Might be time for new slippers, too.

It’s like a dying ticking clock: scratch…scratch…scratch…

I really think I might throw up. I hate rodents. Do something, Shane. Do something!

See, the problem is, there’s no place else in the house I can go. I can’t go back to bed, because of the snoring. Aislyn still sometimes has accidents overnight in her bed. Desmond is too old, now, for me to camp out in there. There is only the living room with my chair.

Now, if I had a nice papasan chair in the dining room, maybe I could handle this a little better…

Or maybe not. I might be able to hear it from in there, too. Or hear a different one from in there.

I’m literally living out my domestic nightmare, right now.

I can’t say there were never mice when I was growing up. In our Lynn apartment, when I was five, I saw one when my mother opened up a kitchen cabinet. My brain stubbornly insists it was eating oatmeal. I was so shocked by the spectacle that I couldn’t speak.

My mother later would tell this story, saying, “I could tell Leah had seen something by the look on her face.”

I saw one run through our backyard in Swampscott. Never in the house. But I guess that doesn’t mean there weren’t any. Just none as far as I knew.

My parents tried rather unsuccessfully to shelter me from a lot of unpleasant things. When I was four and Grampy died, my mother told me he’d come back someday.
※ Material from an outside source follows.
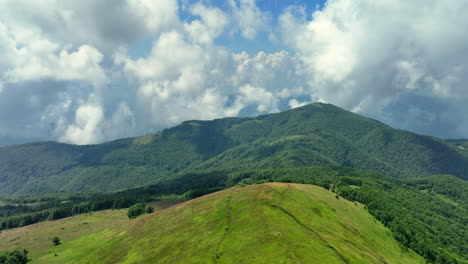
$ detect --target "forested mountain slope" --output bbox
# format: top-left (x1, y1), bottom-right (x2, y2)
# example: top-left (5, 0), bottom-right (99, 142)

You can imagine my disappointment when, at six, I asked when he was coming and finally got the truth.

When I was ten and got head lice from a friend, they told me it was “dead skin” they were pulling out of my hair, strand by strand. And I believed it! Even with the RID kit staring me in the face while I sat on the toilet, waiting for them to finish combing.

But then one day Paul’s friend, Nathan, came to the door and said, “I can’t come in cus your sister has lice.”

My parents weren’t bad parents. They couldn’t have been, or I wouldn’t be in as good emotional shape (as odd as that sounds) as I am. Let’s face it, things could’ve turned out much worse for me.

Growing up with a mentally ill mother was traumatic. I consider myself lucky. I could’ve landed in a hospital, myself, or rehab, or prison. I came out of it with depression and anxiety. Lots of people have those.

I think they were just young and inexperienced, like many parents. Didn’t always know exactly what they were doing, or the ramifications.

My dad one time, not very long ago, said he was feeling badly about how he parented us back in the day, and my heart just broke for him. He was a good dad. He tried. More often than not, people parent how their parents parent. Not everyone. But frequently.

My dad was the stern one when I was younger. And I had a mouth on me, believe it or not. So we clashed a lot until I hit adolescence and my mother fell apart.

But he helped me through the very worst part of my childhood, and he was the only one. I didn’t tell him that. Perhaps I should have. I’m funny about seeing or hearing my dad get emotional. It’s alarming to me, for some reason.

But still. I should’ve said that. Often, I regret the things I don’t say.

So, my dear readers, thank you for being here for me. Thank you for listening. Thank you for reading me everyday, hot mess that I am, and accepting me in spite of it.

Thank you for seeing me. Thank you for loving me.